Oscar winner musician A.R. Rahman’s (Slumdog Millionaire) prestigious KM Music Conservatory is reportedly proposing to launch preparatory program in various instruments.
It is proposing to offer this 2-5 years program in French Horn, Saxophone, Flute, Double Bass, Trumpet, Oboe, Trombone, and Clarinet. There are no age restrictions for admission into this specially designed program. This program is currently offered in Harp, Percussion, Piano, Violin, Cello, Hindustani and Western Voice, Guitar, and Viola.
Conservatory also offers Foundation Program (1-2 years) and Degree Program (three years) under affiliation of Middlesex University in United Kingdom (UK). Many faculty members have degrees from USA and UK. Sound editor Joe E. Rand (Titanic) has lectured here besides demonstration by Vienna Chamber Orchestra. It plans to offer two-year Masters Program and year-long “Diploma in Indian Music and Music Technology” besides teaching entertainment icon Michael Jackson as a subject, according to reports
Founded by Rahman (who is also its Principal), KM Music Conservatory in Kodambakkam area of Chennai in Tamil Nadu state of India envisions expanding the horizon of musicians in India by offering education in both Indian and Western music besides music technology and its mission is to provide students with a strong artistic, intellectual, and technical foundation.
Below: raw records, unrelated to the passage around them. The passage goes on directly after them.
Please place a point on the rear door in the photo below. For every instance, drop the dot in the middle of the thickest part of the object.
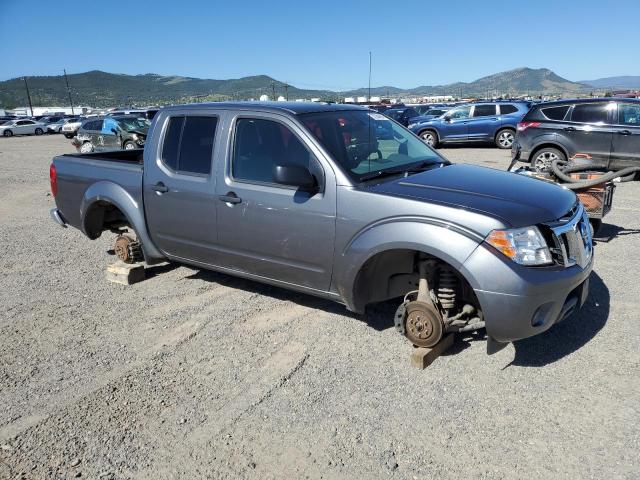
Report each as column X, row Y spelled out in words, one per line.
column 455, row 124
column 625, row 147
column 271, row 230
column 484, row 122
column 589, row 131
column 179, row 186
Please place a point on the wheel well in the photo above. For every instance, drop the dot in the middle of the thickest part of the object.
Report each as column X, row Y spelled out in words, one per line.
column 103, row 216
column 546, row 145
column 393, row 273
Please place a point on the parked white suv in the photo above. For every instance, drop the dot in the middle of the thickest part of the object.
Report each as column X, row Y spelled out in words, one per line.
column 22, row 127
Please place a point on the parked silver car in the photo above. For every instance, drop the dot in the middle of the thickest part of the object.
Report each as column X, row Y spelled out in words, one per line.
column 22, row 127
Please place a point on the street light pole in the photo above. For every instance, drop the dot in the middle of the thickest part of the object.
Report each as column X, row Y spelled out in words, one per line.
column 68, row 90
column 28, row 95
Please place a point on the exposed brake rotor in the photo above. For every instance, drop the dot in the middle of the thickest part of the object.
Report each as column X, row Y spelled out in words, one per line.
column 423, row 324
column 127, row 249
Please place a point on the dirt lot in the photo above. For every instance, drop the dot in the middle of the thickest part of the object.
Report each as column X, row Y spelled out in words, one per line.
column 192, row 374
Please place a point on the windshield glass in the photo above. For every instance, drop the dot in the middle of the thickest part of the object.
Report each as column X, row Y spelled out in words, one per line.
column 365, row 141
column 129, row 124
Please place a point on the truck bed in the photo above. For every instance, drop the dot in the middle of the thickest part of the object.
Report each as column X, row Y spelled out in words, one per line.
column 128, row 156
column 76, row 173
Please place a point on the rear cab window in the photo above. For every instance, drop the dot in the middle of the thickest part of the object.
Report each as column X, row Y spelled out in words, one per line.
column 555, row 113
column 188, row 144
column 507, row 109
column 591, row 113
column 484, row 110
column 629, row 114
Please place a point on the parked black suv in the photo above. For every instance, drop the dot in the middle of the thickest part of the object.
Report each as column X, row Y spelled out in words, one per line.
column 605, row 131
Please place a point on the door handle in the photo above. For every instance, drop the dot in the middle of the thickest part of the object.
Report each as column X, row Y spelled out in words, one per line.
column 230, row 197
column 160, row 187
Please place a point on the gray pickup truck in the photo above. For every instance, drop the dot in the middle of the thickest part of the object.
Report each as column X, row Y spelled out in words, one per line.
column 340, row 202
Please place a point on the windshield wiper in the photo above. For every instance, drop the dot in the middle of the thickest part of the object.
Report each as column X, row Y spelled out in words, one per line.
column 410, row 168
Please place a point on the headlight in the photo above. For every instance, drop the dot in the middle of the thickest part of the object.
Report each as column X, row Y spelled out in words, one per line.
column 525, row 246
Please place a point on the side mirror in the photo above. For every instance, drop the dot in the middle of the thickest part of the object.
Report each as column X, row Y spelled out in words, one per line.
column 295, row 176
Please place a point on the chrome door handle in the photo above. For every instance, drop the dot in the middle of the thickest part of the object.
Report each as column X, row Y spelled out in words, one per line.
column 160, row 187
column 230, row 197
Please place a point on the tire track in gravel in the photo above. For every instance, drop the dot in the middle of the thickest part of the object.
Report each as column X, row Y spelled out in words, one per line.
column 170, row 340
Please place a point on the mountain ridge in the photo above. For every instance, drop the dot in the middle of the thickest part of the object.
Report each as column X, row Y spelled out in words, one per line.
column 100, row 89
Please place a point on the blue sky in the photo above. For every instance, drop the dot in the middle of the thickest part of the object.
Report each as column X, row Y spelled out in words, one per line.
column 321, row 44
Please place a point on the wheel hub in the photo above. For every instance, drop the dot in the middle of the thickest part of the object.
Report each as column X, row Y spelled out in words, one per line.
column 423, row 325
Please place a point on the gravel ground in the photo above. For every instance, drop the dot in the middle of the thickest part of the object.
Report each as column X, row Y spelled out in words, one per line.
column 192, row 374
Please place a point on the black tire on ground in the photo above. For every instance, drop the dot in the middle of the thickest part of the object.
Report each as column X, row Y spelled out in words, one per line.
column 542, row 159
column 429, row 137
column 504, row 138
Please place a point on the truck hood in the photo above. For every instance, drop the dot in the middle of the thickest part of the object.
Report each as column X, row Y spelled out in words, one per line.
column 515, row 200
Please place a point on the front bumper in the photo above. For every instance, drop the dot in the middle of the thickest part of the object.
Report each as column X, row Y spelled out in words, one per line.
column 518, row 154
column 519, row 302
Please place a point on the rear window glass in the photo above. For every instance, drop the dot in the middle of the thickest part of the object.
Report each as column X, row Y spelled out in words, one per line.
column 629, row 114
column 555, row 113
column 484, row 110
column 188, row 144
column 590, row 113
column 507, row 109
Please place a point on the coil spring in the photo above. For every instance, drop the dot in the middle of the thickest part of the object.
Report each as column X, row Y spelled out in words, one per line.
column 448, row 288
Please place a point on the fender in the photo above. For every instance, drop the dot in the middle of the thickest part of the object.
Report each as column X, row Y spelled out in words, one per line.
column 105, row 191
column 447, row 241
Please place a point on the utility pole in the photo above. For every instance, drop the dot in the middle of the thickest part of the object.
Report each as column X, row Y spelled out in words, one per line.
column 66, row 79
column 28, row 95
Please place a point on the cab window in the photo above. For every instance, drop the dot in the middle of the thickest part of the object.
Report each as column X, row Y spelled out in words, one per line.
column 188, row 144
column 590, row 113
column 629, row 114
column 458, row 113
column 484, row 110
column 261, row 144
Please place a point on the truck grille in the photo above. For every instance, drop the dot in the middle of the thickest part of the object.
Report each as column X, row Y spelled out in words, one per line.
column 571, row 237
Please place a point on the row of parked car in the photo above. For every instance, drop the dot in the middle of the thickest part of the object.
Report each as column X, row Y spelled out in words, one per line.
column 40, row 126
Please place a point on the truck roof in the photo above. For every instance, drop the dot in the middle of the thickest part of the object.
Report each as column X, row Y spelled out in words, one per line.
column 291, row 108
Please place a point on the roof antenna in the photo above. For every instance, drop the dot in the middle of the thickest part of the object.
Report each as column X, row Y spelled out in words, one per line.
column 369, row 114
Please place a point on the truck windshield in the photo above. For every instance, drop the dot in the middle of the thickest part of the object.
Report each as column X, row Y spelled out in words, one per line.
column 366, row 143
column 129, row 124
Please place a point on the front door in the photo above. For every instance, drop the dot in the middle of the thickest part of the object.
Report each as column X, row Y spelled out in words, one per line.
column 589, row 131
column 483, row 122
column 625, row 146
column 179, row 187
column 455, row 124
column 271, row 230
column 110, row 134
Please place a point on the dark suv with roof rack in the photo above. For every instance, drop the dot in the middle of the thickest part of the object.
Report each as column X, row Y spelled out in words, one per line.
column 483, row 121
column 604, row 131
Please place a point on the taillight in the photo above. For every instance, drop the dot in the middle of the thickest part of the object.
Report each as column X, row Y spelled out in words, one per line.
column 53, row 178
column 522, row 126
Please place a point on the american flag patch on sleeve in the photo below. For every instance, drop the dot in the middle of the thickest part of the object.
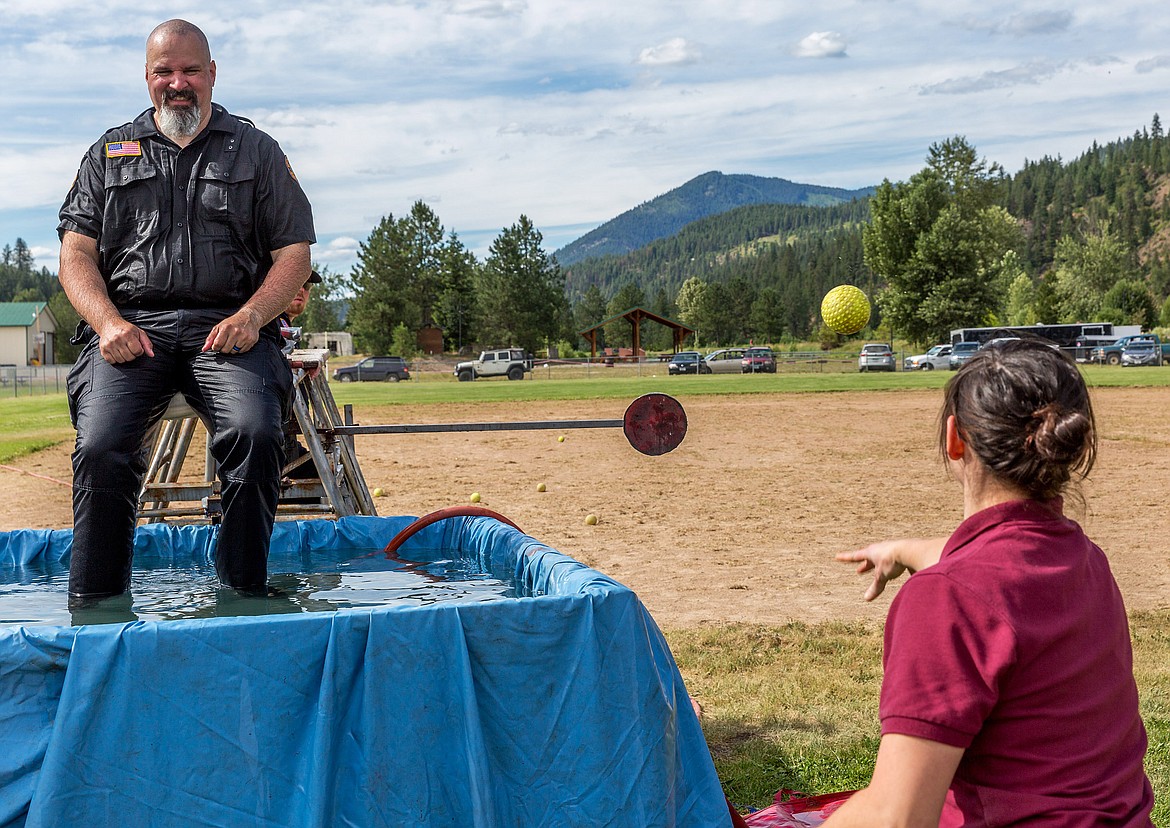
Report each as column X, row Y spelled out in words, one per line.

T. Selvakumar is the Managing Director of this international school of music and music technology whose tagline is “Become the Future of Music”.
Acclaimed Indo-American statesman Rajan Zed has applauded Rahman for creating a bridge between the music of east and west and for strengthening the worldwide market and stature of Indian music. Zed, who is the chairperson of Indo-American Leadership Confederation, in a statement in Nevada (USA) today, urged Rahman to help nourish the next generation with the richness of Indian music, elements of whose theory were first found in ancient Hindu scripture Sama-Veda.
Rahman, who has reportedly recorded sales of over 300 million, was called “Mozart of Madras” by Time magazine. Rahman sees music “as a way to connect to spirituality and embrace it” and for “creating harmony in troubled times”.